Founded in 1926, the Larco Museum houses the largest private collection of Peruvian pre-Colombian art. There are more than 45,000 pieces, mostly Nasca ceramics, that were found and restored by Rafael Larco Hoyle and his father. Rafael Larco Hoyle had a sharp eye for Peru's ancient crafts. Before his collection was turned into a museum, some of the ceramics were used for home decoration or drinking chicha (corn beer).
The first part of the museum shows northern Peruvian crafts, while the other two parts show Peru's crafts from the southern, central, and highlands regions. These exhibits give a comprehensive view of the cultures that existed from 7000 BC to the 16th century.
The gold and silver collections are particularly impressive.
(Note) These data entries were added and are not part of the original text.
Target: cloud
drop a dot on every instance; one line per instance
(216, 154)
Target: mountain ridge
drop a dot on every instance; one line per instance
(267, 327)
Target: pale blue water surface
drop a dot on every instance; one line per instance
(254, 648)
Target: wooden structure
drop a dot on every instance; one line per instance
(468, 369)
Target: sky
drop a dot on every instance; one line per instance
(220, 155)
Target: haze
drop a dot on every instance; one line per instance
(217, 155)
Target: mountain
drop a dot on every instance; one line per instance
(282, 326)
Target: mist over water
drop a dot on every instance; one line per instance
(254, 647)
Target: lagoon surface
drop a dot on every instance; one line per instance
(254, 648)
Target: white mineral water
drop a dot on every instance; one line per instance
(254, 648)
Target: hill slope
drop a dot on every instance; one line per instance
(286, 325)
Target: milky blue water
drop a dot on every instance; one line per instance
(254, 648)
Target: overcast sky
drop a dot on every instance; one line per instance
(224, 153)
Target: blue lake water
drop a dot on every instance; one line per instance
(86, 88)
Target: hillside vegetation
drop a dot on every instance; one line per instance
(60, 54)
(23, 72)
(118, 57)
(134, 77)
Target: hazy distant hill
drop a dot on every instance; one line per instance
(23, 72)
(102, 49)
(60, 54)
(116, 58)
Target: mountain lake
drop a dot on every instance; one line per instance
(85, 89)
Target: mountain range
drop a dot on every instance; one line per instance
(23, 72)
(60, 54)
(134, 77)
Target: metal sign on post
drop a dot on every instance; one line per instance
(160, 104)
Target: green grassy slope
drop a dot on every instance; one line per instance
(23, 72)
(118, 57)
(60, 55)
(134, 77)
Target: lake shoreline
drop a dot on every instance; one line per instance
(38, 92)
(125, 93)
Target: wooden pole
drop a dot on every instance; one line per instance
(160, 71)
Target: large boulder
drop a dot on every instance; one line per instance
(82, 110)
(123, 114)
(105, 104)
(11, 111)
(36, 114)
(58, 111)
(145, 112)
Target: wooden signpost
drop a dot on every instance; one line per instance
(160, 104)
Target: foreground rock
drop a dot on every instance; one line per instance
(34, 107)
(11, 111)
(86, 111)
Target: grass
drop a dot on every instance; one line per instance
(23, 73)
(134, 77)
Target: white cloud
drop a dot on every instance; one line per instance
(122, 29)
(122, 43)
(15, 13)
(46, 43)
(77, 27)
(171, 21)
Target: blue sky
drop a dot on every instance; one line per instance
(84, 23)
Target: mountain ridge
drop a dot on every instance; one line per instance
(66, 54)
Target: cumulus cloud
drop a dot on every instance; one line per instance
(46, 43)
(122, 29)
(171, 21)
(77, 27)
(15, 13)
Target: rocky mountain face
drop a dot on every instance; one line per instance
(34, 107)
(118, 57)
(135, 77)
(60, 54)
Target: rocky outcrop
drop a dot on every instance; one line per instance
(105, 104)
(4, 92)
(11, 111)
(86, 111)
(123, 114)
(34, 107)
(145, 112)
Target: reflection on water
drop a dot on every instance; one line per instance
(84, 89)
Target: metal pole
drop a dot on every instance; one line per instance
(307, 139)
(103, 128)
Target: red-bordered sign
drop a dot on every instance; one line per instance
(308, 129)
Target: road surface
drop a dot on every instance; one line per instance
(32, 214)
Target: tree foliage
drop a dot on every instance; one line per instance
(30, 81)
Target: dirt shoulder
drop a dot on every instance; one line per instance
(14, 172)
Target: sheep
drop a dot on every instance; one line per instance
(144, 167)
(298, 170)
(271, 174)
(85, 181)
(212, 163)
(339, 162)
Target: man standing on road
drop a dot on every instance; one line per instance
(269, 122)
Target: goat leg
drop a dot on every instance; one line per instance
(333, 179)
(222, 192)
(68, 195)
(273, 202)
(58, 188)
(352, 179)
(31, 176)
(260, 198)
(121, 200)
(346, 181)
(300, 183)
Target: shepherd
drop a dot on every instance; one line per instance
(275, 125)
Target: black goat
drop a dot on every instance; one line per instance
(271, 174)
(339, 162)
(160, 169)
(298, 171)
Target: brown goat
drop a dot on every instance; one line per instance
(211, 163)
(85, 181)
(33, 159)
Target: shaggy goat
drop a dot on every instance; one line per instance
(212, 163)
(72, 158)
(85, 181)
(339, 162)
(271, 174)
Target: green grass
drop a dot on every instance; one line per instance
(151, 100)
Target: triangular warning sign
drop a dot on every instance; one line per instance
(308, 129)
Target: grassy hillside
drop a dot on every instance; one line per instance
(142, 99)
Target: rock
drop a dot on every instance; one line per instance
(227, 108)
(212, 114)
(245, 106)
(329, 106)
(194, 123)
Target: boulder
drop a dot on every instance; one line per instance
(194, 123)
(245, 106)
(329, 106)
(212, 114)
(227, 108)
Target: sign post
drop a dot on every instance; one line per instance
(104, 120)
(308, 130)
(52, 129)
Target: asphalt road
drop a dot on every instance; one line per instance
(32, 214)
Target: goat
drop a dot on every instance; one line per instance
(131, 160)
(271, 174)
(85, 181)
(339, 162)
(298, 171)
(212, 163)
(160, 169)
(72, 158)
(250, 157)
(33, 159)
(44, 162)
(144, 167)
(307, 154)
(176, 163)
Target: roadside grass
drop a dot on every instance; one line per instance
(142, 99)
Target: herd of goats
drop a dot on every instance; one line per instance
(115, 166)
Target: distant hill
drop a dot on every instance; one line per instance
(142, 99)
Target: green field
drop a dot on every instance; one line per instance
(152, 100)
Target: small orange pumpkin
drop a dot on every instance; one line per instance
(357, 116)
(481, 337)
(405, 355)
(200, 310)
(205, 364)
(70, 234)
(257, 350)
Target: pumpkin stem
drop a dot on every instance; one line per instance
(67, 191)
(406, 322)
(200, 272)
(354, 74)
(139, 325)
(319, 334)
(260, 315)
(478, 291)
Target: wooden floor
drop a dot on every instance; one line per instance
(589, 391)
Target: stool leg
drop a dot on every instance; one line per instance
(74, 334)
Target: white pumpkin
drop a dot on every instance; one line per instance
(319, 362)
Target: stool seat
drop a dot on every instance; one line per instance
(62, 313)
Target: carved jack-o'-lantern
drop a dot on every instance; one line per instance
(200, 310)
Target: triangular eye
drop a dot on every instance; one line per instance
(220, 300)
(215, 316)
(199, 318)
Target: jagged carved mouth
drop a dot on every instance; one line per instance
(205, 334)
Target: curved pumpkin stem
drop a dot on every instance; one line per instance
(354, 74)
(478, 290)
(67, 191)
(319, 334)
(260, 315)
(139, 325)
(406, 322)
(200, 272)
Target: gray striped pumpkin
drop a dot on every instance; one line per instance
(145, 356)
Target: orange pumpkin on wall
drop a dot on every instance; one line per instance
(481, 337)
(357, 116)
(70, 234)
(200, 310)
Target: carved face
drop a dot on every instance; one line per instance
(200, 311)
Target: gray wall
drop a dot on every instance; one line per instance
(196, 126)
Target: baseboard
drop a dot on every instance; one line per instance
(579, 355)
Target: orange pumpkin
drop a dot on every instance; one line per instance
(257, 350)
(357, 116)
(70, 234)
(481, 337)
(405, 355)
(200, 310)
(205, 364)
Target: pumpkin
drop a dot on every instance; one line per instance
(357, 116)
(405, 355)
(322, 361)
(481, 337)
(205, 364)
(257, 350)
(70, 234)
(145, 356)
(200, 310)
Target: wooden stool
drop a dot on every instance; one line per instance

Gold was seen as the metal of the sun, day and masculinity; silver carried the same value as gold, but was seen as the metal of the moon, night and women. Metals were buried with the dead as an offering to the gods.
Separate from the main house is a gallery of ancient erotic art and a lush garden. The museum also has textiles on display, including the world record Paracas fragment that shows 389 threads to 1 inch.
The whole museum has a serene and homely feel. The garden restaurant is a perfect spot for refreshments or a bite to eat.